Erkelenz. Sie haben unzählige Stunden investiert, sie haben Texte gelernt, an ihrer Mimik und Gestik gefeilt und an den Requisiten gearbeitet: Seit Beginn des Schuljahres proben 50 Schülerinnen und Schüler des Erkelenzer Cusanus-Gymnasiums fleißig, damit am Donnerstagabend im Atrium die Premiere über die Bühne gehen kann.

„Sechs Personen suchen einen Autor“ steht auf dem Programm, und die Schauspieler, Bühnenbauer, Licht- und Tontechniker sowie alle weiteren eifrigen Kräfte hinter den Kulissen sind gerüstet. Angst vor Pannen gibt es nicht. „Nein, es ist alles perfekt! Hauptsache, die Treppe bricht nicht…“, sagt Yannic Halcour, bühnenbauender Oberstufen-Cusaner. Das Stück „Sechs Personen suchen einen Autor“ haben die Initiatoren des Theaterprojekts mit Bedacht ausgewählt.

„Es ist ein Stück im Stück“, erklärt Lehrerin Verena Meinecke, die gemeinsam mit ihren Kollegen Susanne Lenzen-Hoffmann und Boris Mischnik den Literaturkurs, der für die Theaterproduktion verantwortlich zeichnet, leitet.

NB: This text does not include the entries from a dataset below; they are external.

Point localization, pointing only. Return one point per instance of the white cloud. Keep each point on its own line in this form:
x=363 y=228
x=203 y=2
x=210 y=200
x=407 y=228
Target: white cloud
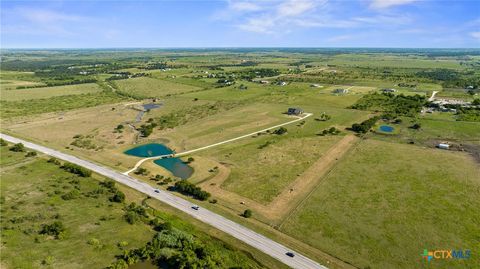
x=281 y=16
x=339 y=38
x=245 y=6
x=475 y=35
x=383 y=4
x=47 y=16
x=295 y=7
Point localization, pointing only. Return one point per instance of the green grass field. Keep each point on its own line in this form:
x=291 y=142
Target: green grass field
x=261 y=174
x=384 y=215
x=31 y=196
x=47 y=92
x=57 y=103
x=151 y=87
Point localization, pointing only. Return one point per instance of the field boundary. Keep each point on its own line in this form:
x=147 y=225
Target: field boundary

Basierend auf dem Roman „Sechs Personen suchen einen Autor“, publiziert 1921 von Luigi Pirandello, entwickelten die Oberstufenschüler ihr Stück: Es wurden Passagen umgeschrieben, gestrichen, Rollen hinzugefügt oder weggelassen. „Eigentlich suchen jetzt acht Personen einen Autor“, sagt Verena Meinecke.

Es geht im Stück darum, dass wir alle im Leben zumindest eine Rolle spielen. Ständig geben wir vor, jemand anderes zu sein. Doch während es uns frei steht, diese Maske zu Hause wieder abzulegen, ergeht es den Figuren in der Tragikomödie „Sechs Personen suchen einen Autor“ des Oberstufentheaters anders: Der Autor, der sie erfunden hat, vollendete ihr Stück nie.

Angeführt vom Vater (Joshua Krause) versuchen die Familienmitglieder einen Theaterdirektor (Jevini Rajamogan) davon zu überzeugen, sie auf der Bühne zum Leben zu erwecken. Doch Streit und Zwietracht sind programmiert: Da es kein fertiges Skript gibt, spielt die Familie dem verwirrten Direktor, seinem Inspizienten (Sara Dukie) und den Theaterschauspielern (Jenny Wilbricht, Tom Kuspiel, Gwendolyne Wortmann und Anna-Maria Jodlowski) ihr Leben kurzerhand selbst vor. Die Grenzen zwischen Realität und Stück verwischen, und eine hitzige Diskussion über die „Möglichkeiten des Theaters“ beginnt...

Nicht nur im Skript gehen Fiktion und Realität ineinander über: „Die Souffleuse im Theater, gespielt von Jil Jakob, springt auch bei uns immer mal wieder ein, wenn es Texthänger gibt“, erläutert Verena Meinecke. Besonders für die beiden Hauptdarsteller Joshua Krause und Jevini Rajamogan ist die Inszenierung eine große Herausforderung. „Sie sind dieses Jahr freiwillig mit dabei und bereiten sich parallel auf ihr Abitur vor“, erklärt Meinecke.